After mergers, banks face software challenge

The Punjab National Bank in January alleged that diamond jeweller Nirav Modi and his relatives had for years fraudulently raised billions of dollars in foreign credit by conspiring with the bank staff | Reuters

Though the bank merger announcement is being termed as means to bring in more efficiency and robustness in the public sector banking systems, integrating different core banking solutions will be a big challenge for the merged banks. Many of the banks are running on different core banking solutions being supplied by various vendors who have different service-level agreements with different banks. A majority of these public sector banks use core banking solutions such as Infosys Finacle, Oracle Financial Services and BaNCS from Tata Consultancy Services, besides other solutions.

Moreover, there are many fintech companies and digital payment systems that are linked differently with different banks through the core banking systems. Integration of these will take time and will involve a great amount of operational integration.

For instance, integration process is still going on after the merger of Dena Bank and Vijaya Bank with Bank of Baroda. The amalgamation was officially effective April 1. Software integration is a time-consuming process especially when the banks have different kinds and version of software running across its branches and offices. “Integration was easier for State Bank of India and its associate banks. SBI and its associate banks had shared common ATMs and were governed by a common platform. In case of other banks, integration can be a challenge as many of the systems have different core banking solutions. Many of these software systems are linked to different fintech companies that need to be integrated into the merged entity” said Dr Rajendra K. Sinha, Professor and Chairperson, Centre of Excellence in Banking IFIM, Business School, Bengaluru.

“I feel that given the success of the SBI merger and also the integration of the Bank of Baroda and two other banks (Dena and Vijaya), the government is confident and has gone ahead with the next phase of amalgamation.

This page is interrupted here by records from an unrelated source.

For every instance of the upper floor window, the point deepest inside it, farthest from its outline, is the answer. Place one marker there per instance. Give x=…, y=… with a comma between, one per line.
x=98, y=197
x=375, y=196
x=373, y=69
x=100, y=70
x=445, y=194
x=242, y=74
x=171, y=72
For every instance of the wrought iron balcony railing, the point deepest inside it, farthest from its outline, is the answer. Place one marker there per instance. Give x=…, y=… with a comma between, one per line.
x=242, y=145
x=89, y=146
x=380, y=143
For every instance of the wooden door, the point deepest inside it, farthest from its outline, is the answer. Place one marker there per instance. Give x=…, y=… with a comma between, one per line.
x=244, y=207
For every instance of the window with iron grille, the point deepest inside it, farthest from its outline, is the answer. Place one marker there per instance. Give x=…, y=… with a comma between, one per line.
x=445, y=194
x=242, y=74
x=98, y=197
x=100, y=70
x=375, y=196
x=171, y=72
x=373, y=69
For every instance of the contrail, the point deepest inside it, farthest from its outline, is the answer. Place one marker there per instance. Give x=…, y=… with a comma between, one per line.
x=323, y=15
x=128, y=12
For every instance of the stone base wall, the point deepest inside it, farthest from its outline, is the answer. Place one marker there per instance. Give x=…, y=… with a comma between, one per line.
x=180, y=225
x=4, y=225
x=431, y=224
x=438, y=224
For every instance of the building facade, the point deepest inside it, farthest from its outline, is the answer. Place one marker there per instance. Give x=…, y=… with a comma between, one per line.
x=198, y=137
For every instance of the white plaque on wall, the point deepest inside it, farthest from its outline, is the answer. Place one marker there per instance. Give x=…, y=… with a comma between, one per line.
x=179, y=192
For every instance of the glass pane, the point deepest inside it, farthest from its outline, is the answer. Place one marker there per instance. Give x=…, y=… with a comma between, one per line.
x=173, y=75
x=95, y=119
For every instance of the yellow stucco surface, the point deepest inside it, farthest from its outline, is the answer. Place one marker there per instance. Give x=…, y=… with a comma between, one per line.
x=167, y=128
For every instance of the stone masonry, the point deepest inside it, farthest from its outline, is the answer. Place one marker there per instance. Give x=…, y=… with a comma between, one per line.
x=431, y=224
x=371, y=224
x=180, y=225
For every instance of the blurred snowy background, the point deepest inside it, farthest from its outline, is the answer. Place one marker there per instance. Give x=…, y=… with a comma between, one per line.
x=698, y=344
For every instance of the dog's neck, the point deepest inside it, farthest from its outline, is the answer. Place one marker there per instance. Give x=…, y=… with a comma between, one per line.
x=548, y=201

However technical integration is a time-consuming process and will take time perhaps more than a year. Though the integration will be challenging, in the long run the combined system will prove to be very efficient,” explained Sinha, who has had a long stint with SBI in different senior positions spanning over several decades.

Other industry experts agree with Sinha. “The biggest IT challenge for banks is to integrate the system of record and system of engagement keeping in mind the millions of customers the banks have. The key is to have open source and open stack technologies that help in interoperability; thus extending the platform shelf life of core banking engines and other mission critical platforms,” remarked Sudin Baraokar, advisor, Global IT innovation. “The focus area should be in the risk management models that have to be aligned to emerging themes like financial inclusion and digital payments. From an Indian context, NPAs and stressed assets is a $200-billion problem.”

Data extraction and integration would also prove additional challenges for the merged banks. “In the background of the bank mergers, it is often a challenge when the banks need to carry out data extractions and conversions from the respective core banking systems to a uniform format as prescribed by the software decided by the banks. It often boils down to the strategy that the banks were following before the merger. If the banks belong to the same strategy group, the challenge of consolidation of the data and integration of the processes becomes much easier. For instance, the merger of Canara and Syndicate banks seems to be a better fit in terms of the consolidation of data and integration of the processes as compared to SBI with its associate banks,” explained Kartikeya Bolar, Associate Professor and Co Chair– Operations and Information Science Area, TAPMI in Manipal.

The Centre on Friday announced four mega banking mergers in the public sector. While Punjab National Bank, Oriental Bank of Commerce and United Bank, Canara Bank will be amalgamated with Syndicate Bank. The Centre also announced the merger of Union Bank, Andhra Bank and Corporation Bank, and Indian Bank and Allahabad Bank.